Sinn Fein must offer its backing to policing reforms if they are to be successful, the oversight commissioner has said.

Speaking on Tuesday, Al Hutchinson called on the party to join the Policing Board, while encouraging unionists to support a 50-50 recruitment policy within the new service.

It is important for everyone in Ulster to "support this progress and change", he said.

"The absence of Sinn Fein, for example...leaves a gap in terms of both accountability and progress," he told the BBC.

"Equally, other parties have to support items like 50-50, registration of interest - so it is across the board.

"I am making the point that in the absence of full support, it will be an impediment to progress."

However, Sinn Fein's leaders have insisted that reforms of the police service must go further than those put forward in the Patten review.

Progress

In his first report since being appointed in December, Hutchinson reported that while an alternative to plastic bullets will not be available before next summer, he noted that neither the police nor the army has fired once since September 2002, which he described as a "notable achievement".

He also published a plan for further changes to be made within Special Branch, with a further progress report expected in September.
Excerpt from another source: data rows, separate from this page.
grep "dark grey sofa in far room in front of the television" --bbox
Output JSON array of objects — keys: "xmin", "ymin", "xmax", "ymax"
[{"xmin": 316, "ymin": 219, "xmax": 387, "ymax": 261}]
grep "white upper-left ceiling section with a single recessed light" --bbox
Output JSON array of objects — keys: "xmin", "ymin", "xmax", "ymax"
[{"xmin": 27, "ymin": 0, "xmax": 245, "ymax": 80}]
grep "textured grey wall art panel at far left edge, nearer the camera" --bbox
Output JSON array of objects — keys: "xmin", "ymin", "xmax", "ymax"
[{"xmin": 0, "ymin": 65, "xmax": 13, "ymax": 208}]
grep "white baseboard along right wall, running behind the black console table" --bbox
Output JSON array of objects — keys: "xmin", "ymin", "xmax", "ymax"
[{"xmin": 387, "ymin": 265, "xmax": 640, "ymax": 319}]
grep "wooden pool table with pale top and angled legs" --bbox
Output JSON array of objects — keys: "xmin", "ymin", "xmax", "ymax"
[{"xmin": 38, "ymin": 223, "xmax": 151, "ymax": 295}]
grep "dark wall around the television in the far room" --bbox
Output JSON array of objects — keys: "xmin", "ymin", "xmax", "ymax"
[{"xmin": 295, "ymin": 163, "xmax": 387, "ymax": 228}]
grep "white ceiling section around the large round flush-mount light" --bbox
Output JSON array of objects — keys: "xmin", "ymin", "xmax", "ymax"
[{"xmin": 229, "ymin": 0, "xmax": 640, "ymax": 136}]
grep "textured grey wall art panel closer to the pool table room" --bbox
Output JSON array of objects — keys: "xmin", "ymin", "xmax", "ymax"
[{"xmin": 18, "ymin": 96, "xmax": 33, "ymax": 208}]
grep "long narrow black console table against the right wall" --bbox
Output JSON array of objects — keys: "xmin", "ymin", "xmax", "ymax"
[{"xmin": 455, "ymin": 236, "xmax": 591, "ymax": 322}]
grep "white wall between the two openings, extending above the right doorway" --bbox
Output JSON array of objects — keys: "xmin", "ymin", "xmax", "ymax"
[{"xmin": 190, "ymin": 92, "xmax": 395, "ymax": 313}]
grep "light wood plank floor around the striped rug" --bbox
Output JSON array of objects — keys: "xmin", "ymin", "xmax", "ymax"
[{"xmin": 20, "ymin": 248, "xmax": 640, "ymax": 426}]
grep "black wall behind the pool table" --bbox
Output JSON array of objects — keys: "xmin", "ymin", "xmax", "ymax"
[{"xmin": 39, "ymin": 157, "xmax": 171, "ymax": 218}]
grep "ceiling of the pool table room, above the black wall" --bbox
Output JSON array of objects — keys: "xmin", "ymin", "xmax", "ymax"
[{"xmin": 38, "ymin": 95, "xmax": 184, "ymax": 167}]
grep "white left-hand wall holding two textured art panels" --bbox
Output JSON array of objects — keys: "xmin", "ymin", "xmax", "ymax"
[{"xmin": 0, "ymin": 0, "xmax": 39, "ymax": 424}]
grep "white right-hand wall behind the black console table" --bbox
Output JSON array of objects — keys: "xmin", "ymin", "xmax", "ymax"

Assistant chief constable Roy Tonor, in charge of change management in the Police Service of Northern Ireland, insisted that many of the concerns highlighted by the commissioner had been met.

"Twelve months ago we were sitting here discussing the review of special branch - we have addressed that and are continuing to address that.

"You don't overhaul a police organisation of this size overnight.  Patten said 10 years and we are three years into it at the moment.

"Fifty-four recommendations out of 175 are completed and 63 have made substantial progress - we are steadily on the road to achieving those changes."

The study was welcomed by Northern Ireland minister Ian Pearson.

"In his overview the commissioner states that if progress continues at the present rate, the majority of the Patten recommendations will either be functionally implemented or well on the way to implementation by May 2005," he said.